The state of Rondônia in western Brazil — once home to 208,000 square kilometers of forest (about 51.4 million acres), an area slightly smaller than the state of Kansas — has become one of the most deforested parts of the Amazon. In the past three decades, clearing and degradation of the state’s forests have been rapid: 4,200 square kilometers cleared by 1978; 30,000 by 1988; and 53,300 by 1998. By 2003, an estimated 67,764 square kilometers of rainforest—an area larger than the state of West Virginia—had been cleared.
Amazon Rainforest: The Amazon is a rainforest in South America. It encompasses 1.2 billion acres (7 million km²), with parts located within nine nations: Brazil (with 60% of the rainforest), Colombia, Peru, Venezuela, Ecuador, Bolivia, Guyana, Suriname and French Guiana. This forest represents over half of the planet's remaining rainforests. The red dots in the image are fires, likely used to clear forested land. This is a photograph of the Mato Grosso region of the Amazon forest. Officials in Brazil think that almost 50% of the. Rainforest wildfires in 2019. Burning Tree stumps of a fire burned forest with trees cut down after a wild Forest fire. Natural Disaster. SATELLITE images released by NASA show the horrifying extent of the wildfires currently raging across the Amazon rainforest.
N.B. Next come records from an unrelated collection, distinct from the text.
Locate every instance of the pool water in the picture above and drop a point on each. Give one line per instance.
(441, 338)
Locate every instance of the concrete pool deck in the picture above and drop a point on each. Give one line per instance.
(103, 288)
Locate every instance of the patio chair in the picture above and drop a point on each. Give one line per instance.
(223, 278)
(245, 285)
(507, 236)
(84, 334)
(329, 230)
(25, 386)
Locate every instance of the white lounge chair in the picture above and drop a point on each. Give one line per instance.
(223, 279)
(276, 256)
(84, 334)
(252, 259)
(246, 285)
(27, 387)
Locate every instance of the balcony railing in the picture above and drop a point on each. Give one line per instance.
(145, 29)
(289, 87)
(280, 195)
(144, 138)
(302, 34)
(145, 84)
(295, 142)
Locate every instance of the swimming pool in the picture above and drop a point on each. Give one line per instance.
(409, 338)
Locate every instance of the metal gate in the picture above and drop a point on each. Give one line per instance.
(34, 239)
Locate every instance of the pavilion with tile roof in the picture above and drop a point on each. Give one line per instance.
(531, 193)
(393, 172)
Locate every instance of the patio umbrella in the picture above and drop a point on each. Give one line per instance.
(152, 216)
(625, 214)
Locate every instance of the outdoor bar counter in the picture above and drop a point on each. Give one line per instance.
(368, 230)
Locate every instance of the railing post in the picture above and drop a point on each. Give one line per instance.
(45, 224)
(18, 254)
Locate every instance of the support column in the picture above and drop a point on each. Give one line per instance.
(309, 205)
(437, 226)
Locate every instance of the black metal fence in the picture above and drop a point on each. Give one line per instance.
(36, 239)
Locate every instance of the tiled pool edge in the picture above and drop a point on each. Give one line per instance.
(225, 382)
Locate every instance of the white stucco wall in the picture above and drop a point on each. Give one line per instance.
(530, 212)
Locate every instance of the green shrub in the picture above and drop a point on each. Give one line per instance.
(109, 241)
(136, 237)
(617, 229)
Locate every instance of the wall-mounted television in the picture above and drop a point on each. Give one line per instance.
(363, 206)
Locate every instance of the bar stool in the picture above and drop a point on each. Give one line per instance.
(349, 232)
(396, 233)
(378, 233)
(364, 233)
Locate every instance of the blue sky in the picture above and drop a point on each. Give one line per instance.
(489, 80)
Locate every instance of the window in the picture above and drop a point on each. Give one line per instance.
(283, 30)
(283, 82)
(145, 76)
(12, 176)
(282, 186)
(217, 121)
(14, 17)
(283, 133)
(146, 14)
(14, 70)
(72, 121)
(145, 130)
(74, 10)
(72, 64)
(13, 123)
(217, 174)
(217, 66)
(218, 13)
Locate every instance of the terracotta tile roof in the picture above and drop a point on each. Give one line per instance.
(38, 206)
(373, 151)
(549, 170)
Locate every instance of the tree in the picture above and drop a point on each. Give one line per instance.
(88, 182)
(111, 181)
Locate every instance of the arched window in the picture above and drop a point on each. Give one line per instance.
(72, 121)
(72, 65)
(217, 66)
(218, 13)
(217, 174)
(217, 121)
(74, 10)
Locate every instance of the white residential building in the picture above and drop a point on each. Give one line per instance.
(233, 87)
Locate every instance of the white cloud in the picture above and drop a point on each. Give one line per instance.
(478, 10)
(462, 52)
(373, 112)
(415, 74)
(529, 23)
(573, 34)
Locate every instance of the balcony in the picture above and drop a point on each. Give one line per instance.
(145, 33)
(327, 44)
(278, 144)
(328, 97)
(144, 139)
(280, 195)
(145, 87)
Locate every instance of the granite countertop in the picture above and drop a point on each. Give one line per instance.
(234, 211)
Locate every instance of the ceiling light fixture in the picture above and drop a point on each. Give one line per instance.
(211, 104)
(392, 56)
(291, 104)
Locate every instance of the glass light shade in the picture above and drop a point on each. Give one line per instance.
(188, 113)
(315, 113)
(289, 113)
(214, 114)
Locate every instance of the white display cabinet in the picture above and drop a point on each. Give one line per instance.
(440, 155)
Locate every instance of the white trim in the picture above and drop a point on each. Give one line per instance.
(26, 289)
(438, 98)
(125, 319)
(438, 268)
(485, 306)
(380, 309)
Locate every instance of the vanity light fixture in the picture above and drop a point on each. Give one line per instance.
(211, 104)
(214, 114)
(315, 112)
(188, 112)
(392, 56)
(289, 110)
In one image, captured at night from space, the fires are clearly visibl.
By the start of this satellite time series from the Moderate Resolution Imaging Spectroradiometer (MODIS) on NASA’s Terra satellite, the frontier had reached the remote northwest corner of Rondônia. Intact forest is deep green, while cleared areas are tan (bare ground) or light green (crops, pasture, or occasionally, second-growth forest). Over the span of 12 years, roads and clearings pushed west-northwest from Buritis toward the Jaciparaná River. The deforested area along the road into Nova Mamoré expanded north-northeast all the way to the BR-346 highway.
Pics Of Amazon Forest Fire
Pics Of Amazon Box
Deforestation follows a fairly predictable pattern in these images. The first clearings that appear in the forest are in a fishbone pattern, arrayed along the edges of roads. Over time, the fishbones collapse into a mixture of forest remnants, cleared areas, and settlements. This pattern follows one of the most common deforestation trajectories in the Amazon. Legal and illegal roads penetrate a remote part of the forest, and small farmers migrate to the area. They claim land along the road and clear some of it for crops. Within a few years, heavy rains and erosion deplete the soil, and crop yields fall. Farmers then convert the degraded land to cattle pasture, and clear more forest for crops. Eventually the small land holders, having cleared much of their land, sell it or abandon it to large cattle holders, who consolidate the plots into large areas of pasture.